The first is to note that the woman's voice – ironically – seems at some points to have been lost in some of the debates.  For ourselves, and having been hoping for the end of the story to come out, we would dearly love to be able to find out from her now about (1) why she contacted the hospital herself, as the postscript described her as having done; and (2) how she felt both about the process and the outcome, in circumstances where one construction of the evidence is (from a CRPD perspective) her overriding will was to be delivered of her baby safely, with all other considerations being secondary.   We would not, though, purport to speak for her.

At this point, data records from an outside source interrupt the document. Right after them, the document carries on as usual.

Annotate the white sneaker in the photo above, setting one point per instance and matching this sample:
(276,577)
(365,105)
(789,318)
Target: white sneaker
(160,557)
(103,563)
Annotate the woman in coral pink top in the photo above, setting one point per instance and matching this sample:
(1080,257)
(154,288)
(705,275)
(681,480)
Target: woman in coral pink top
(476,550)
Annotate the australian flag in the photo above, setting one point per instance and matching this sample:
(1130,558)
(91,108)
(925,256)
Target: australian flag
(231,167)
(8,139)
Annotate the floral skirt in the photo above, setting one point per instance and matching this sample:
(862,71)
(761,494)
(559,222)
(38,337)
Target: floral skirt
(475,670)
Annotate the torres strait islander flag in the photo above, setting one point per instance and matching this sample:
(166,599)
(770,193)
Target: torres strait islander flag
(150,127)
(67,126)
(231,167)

The second is that the vast majority of birth-planning decisions relating to those with mental health conditions[1] are undertaken in collaboration with the woman, outside the court arena.   That work almost invariably includes detailed and careful advance care planning (for a specific tool for use in the context of bipolar disorder, which can be adapted to address birth plans, see the PACT approach).

The third is that the woman's case may raise legitimate questions about the risk analysis undertaken by the two trusts involved in the context of their planning (involving, it would appear from the judgment, not just doctors, but also the woman's community midwife and community psychiatric nurse).   However, again, by way of context, it is important to recall that that approaches to risk on the behalf of medical professionals are dictated in part by anticipation of societal/regulatory responses in the event of a statistically low but substantively very high risk event coming to pass.

The fourth is that there will be some circumstances in which the interventions considered necessary to secure against the risks go beyond those which can be catered for under the provisions of ss.5-6 MCA 2005.  At that point, it is clear that Trusts should consider approaching the court for endorsement of the plan: see, in this regard, the Serious Medical Treatment Guidance issued by Hayden J in January 2020.   At one level, some of the criticisms of the judgment amount to a challenge to the idea that Trusts should contingency plan, and seek the endorsement of the court for a contingency plan.   To the extent that they do, it seems that, with respect, those criticisms are misplaced, if the alternative is to leave things to unfold and then seek authority only if then required.   That does not mean that, if the contingency plan is put before the court, it should not be rigorously stress-tested, but such stress-testing can in practice only take place if there is time to do so.

The fifth is that, if the Trust(s) do come to court, it is, in reality, impossible for a judge not to take into account the potential that they might endorse a plan which could lead to the death of a viable baby.   Perhaps some of the discomfort expressed in relation to this case reflects the fact that Holman J was not allowed to hold that the foetus had its own independent legal rights.  Had he been able to do so, he could have conducted an express balancing exercise of those rights against (if, in reality, they were against – we do not seek to give voice to the woman here) the rights of the woman.   Because he could not then, in line with all other judges who have been in a similar position, he had to take them into account through an analysis of the mother's best interests which took into account her desire to be delivered safely of her baby.   There are undoubtedly cases – although not necessarily this one – in which that analysis comes uncomfortably close to a misleading legal fiction.

[1] Whatever the position might be about agoraphobia generally, it appears clear from the judgment that the woman's agoraphobia was sufficiently serious that she was under the care of a mental health Trust.